AI-driven location intelligence apps can automate the process of updating electrical, gas, and water utilities’ GIS system with information gathered from work crews – a process that is currently highly-manual and tedious for most organizations. This would release work crews and the GIS department from tedious tasks to work on more strategic projects.
Insights from AI analysis of location data can bring far greater efficiency to vegetation management for electrical utilities, a notoriously labor-intensive process whose importance has grown significantly over the last two decades due to the rising danger of wildfires and the increasing intensity of storms. Utilities can use perennially-shorthanded vegetation management teams far more effectively, deploying them to address issues that have been pre-flagged by AI-driven apps as the most urgent.
AI-driven analysis can dramatically accelerate the process of mapping natural gas lines from mains to residential and commercial buildings – a process recently mandated by the federal government in the U.S. to avoid safety issues like those that led to a gas main failure and explosion in California. Traditional approached to mapping these decades-old lines is labor-intensive and often highly-inaccurate.

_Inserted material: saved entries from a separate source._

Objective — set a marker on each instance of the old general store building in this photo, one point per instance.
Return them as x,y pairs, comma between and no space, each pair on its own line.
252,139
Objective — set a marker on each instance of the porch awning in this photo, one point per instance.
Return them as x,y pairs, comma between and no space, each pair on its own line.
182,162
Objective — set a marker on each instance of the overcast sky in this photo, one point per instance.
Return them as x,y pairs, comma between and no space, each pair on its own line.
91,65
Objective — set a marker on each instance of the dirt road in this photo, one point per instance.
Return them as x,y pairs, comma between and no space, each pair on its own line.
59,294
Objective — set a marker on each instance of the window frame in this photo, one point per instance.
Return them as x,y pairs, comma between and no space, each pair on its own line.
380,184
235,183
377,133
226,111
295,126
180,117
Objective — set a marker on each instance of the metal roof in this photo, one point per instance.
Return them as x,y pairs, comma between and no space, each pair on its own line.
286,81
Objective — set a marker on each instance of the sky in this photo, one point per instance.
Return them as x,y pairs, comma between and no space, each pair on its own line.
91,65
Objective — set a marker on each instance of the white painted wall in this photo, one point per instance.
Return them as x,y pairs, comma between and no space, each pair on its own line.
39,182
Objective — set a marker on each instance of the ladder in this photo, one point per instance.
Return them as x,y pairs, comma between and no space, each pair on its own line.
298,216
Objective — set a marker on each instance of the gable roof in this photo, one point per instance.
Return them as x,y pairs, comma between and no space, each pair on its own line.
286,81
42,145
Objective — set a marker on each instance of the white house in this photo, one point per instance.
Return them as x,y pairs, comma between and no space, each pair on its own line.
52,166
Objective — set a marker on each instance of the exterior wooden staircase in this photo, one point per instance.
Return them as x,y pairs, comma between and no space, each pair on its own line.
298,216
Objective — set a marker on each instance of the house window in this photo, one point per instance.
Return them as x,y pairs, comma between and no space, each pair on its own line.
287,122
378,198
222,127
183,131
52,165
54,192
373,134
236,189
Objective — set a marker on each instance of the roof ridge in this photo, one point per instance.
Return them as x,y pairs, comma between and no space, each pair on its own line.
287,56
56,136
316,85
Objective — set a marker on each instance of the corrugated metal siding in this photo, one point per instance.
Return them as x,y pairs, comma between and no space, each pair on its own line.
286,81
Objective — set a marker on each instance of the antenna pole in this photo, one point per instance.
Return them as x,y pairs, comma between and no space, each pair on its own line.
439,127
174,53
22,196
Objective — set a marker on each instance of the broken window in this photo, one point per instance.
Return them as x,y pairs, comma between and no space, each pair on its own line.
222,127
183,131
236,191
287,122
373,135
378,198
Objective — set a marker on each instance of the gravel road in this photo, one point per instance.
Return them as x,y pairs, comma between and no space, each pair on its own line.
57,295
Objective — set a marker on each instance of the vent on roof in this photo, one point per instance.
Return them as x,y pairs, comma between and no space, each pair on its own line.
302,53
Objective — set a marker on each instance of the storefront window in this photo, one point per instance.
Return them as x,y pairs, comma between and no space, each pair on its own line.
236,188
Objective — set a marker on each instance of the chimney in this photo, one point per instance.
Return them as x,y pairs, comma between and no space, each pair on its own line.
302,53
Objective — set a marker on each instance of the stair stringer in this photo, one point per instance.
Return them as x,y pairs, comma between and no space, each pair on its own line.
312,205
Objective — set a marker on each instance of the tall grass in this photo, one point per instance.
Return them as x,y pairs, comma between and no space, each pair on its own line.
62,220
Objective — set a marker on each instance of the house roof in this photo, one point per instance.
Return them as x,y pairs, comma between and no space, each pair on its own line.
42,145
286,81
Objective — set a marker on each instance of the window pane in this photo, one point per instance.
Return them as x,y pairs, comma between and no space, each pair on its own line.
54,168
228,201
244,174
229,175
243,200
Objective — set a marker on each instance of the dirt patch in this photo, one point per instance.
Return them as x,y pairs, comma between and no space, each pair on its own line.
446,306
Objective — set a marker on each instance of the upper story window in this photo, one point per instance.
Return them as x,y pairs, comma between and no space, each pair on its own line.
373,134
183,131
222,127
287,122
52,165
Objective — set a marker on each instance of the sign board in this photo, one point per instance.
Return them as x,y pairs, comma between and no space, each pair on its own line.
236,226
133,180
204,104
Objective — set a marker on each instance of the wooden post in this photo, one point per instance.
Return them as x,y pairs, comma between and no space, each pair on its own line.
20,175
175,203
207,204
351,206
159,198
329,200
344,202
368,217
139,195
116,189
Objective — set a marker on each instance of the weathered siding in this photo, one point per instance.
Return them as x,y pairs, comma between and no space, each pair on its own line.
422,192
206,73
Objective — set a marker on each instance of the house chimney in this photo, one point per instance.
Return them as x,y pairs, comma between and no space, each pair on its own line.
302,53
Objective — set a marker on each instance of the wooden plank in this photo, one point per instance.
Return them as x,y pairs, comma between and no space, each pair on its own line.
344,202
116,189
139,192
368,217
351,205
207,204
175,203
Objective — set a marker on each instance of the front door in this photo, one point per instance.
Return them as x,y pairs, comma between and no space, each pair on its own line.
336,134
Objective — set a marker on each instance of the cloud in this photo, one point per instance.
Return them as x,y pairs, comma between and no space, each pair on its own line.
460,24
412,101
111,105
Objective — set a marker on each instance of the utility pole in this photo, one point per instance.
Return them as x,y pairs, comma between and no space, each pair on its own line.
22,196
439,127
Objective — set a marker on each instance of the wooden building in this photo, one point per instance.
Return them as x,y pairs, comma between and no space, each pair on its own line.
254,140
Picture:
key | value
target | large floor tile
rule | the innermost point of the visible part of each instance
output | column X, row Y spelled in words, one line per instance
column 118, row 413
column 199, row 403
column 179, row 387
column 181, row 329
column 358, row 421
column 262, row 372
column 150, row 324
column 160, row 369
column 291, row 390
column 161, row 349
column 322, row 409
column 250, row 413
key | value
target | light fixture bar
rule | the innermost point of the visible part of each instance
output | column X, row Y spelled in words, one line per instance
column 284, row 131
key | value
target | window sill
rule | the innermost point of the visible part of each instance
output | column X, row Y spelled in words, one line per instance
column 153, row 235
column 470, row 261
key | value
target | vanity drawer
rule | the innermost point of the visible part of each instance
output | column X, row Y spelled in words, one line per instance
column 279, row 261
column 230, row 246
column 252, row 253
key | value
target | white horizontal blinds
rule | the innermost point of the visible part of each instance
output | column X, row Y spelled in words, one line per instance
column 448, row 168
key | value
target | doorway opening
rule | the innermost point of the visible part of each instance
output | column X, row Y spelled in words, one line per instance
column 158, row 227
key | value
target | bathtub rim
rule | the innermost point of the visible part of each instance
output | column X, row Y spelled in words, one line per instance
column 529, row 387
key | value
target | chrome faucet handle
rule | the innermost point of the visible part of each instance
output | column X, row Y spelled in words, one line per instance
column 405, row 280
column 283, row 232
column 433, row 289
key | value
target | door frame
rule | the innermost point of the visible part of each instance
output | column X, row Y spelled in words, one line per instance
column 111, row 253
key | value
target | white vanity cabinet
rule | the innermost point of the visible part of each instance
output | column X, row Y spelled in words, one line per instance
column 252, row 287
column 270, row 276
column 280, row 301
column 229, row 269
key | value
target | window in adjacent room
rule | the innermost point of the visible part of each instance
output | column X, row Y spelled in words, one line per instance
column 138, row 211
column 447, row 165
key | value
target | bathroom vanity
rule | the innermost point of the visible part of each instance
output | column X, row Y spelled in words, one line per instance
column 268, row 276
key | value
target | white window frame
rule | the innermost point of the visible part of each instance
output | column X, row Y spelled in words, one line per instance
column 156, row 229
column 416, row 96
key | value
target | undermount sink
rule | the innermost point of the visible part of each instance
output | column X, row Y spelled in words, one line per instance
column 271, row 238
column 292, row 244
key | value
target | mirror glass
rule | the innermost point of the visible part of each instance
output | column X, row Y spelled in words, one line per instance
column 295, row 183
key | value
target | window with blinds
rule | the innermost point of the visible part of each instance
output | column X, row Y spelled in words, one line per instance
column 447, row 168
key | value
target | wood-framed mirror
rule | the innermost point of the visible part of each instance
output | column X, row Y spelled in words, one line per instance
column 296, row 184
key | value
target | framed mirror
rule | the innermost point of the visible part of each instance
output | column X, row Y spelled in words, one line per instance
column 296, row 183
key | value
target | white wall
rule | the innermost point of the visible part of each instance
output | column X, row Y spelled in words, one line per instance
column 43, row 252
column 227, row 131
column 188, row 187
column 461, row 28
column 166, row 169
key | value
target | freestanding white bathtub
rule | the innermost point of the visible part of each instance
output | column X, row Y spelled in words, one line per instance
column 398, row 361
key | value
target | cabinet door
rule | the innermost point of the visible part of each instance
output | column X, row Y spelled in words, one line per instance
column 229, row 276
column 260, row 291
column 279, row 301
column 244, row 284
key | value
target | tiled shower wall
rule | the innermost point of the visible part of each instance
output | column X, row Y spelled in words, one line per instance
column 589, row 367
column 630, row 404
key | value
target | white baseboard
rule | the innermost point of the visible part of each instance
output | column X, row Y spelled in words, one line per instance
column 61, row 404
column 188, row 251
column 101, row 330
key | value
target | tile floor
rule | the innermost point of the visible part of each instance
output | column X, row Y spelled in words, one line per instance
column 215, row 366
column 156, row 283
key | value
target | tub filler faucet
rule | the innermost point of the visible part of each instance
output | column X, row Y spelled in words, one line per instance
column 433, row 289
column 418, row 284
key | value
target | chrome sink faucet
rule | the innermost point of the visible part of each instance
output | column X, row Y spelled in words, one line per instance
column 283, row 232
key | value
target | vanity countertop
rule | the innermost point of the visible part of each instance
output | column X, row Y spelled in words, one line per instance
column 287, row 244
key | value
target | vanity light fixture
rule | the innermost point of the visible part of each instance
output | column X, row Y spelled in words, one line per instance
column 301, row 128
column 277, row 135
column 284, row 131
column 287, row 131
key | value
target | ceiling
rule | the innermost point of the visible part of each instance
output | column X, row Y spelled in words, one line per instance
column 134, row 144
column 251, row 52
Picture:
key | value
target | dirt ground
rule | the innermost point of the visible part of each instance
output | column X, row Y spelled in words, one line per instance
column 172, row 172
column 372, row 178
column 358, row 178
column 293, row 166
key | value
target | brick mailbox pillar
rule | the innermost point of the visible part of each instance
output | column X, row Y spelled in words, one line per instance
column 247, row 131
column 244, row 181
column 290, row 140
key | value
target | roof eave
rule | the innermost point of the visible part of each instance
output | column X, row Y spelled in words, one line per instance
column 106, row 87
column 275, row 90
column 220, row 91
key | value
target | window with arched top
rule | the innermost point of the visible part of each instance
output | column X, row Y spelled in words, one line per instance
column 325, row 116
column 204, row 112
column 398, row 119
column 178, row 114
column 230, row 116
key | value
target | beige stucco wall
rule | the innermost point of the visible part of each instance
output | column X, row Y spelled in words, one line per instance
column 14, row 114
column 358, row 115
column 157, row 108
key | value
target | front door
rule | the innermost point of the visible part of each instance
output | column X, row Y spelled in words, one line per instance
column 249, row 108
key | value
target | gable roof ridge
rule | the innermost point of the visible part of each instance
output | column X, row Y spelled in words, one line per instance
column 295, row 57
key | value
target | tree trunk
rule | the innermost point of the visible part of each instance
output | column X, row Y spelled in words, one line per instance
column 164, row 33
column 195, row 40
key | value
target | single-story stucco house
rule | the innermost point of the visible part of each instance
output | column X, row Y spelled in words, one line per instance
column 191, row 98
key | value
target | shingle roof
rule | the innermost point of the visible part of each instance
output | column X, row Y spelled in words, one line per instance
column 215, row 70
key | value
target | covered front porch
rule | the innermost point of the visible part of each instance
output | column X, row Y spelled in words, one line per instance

AI can make this process far more efficient and accurate, enabling engineers and crews at gas utilities to focus on much-needed infrastructure upgrades.
These are just a few examples of how AI/ML and location intelligence combine to bring far greater efficiency in the utilities industry. The impact will be similar in a long list of other industries, and none of the applications I have addressed result in workers being replaced. The result is that workers become more valuable by skipping over their most tedious, time-consuming basic tasks in order to devote far more time to the higher-value tasks that they and their bosses would love them to have time for.
The most exciting thing to me – as someone who has committed my career to geospatial technology – is that AI helps make that a reality across the organization so that location-based insights benefit not only GIS professionals but also people who have limited or no experience with digital maps and GIS apps. We are entering a golden age for the impact of location intelligence, and AI/ML and natural language interfaces are a powerful catalyst for putting these tools in the hands of far more people around the world.